Le musée de Cluny conserve un important ensemble de vitraux provenant de la Sainte-Chapelle. Lors des travaux de restauration des verrières de la chapelle haute, des panneaux furent déposés puis envoyés au musée de Cluny. Certains sont des panneaux plus anciens utilisés en remploi, tel le beau médaillon de La Résurrection des morts, (vers 1200, Cl. 23721). D'autres sont le témoignage des interventions du 15e siècle, par exemple le savoureux médaillon illustrant l'enlèvement des troupeaux de Job (Cl. 23725).
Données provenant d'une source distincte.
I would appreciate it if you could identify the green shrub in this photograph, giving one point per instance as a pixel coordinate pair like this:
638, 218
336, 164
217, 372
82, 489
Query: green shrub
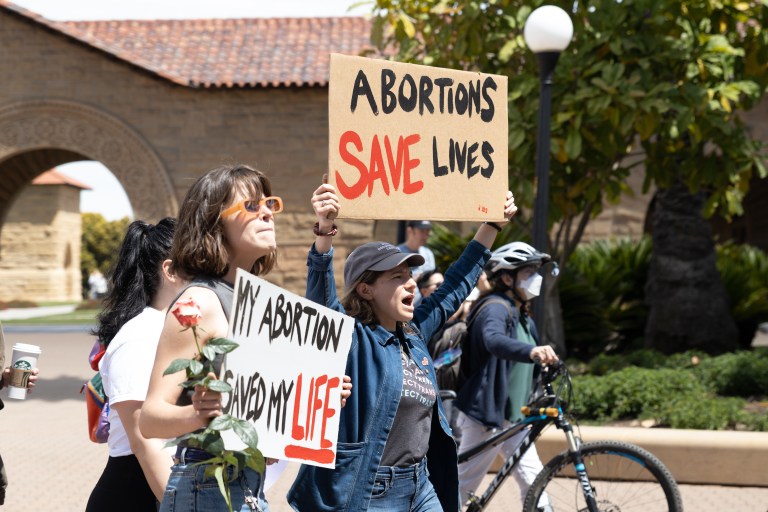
700, 412
744, 271
741, 374
643, 358
632, 392
606, 279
La plupart appartiennent à la vitrerie mise en place entre 1243 et 1248, notamment les panneaux de vitrail aux armes de France et Castille (Cl. 14470 et 14471) et ceux de l'Histoire de Samson.

Le trésor

Le trésor de la Sainte-Chapelle, rassemblé autour des reliques insignes déposées par saint Louis, fut dispersé en 1791. Son exceptionnelle richesse est connue par plusieurs inventaires, dont le plus ancien fut rédigé avant 1285. Plusieurs œuvres ou fragments sont parvenus jusqu'à nous, aujourd'hui conservés notamment à la Bibliothèque nationale de France (Grand camée, manuscrits à reliure d'orfèvrerie) et au musée du Louvre (Vierge d'ivoire). Le musée de Cluny abrite pour sa part deux mitres du 14e siècle et le seul reliquaire exécuté du temps de saint Louis pour la Sainte-Chapelle qu’il avait fondée dans son Palais de l’Île de la Cité.